Die beiden jungen Direktkandidaten aus dem Landkreis Lindau haben sich achtbar geschlagen: Martin Holderied (Lindenberg) hat das SPD-Ergebnis im Vergleich zur Bundestagswahl 2017 klar verbessert, ebenso Pius Bandte (Lindau) das der Grünen. Für das Ticket nach Berlin hat es aber nicht gereicht.

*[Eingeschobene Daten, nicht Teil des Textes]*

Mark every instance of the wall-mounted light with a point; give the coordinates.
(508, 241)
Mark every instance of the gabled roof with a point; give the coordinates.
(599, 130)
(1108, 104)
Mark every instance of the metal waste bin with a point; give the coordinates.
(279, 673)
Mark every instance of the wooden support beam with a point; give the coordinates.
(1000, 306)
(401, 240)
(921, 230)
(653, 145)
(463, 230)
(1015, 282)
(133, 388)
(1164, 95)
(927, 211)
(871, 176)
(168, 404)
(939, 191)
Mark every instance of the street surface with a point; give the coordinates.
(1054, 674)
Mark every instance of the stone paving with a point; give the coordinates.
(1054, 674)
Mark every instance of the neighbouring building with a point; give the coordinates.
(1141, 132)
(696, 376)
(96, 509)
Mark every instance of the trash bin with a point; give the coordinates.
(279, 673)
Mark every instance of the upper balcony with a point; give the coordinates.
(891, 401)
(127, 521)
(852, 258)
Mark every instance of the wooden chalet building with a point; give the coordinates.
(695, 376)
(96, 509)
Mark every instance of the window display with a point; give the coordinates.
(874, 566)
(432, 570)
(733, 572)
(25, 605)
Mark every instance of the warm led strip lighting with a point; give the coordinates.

Das Direktmandat im Wahlkreis 256 Oberallgäu, zu dem die Landkreise Lindau und Oberallgäu sowie die Stadt Kempten gehören, geht wie bei jeder Bundestagswahl seit 1949 an die CSU. Mechthilde Wittmann (Kempten) wird die Nachfolgerin von Dr. Gerd Müller (hier alle Ergebnisse aus dem Wahlkreis Oberallgäu).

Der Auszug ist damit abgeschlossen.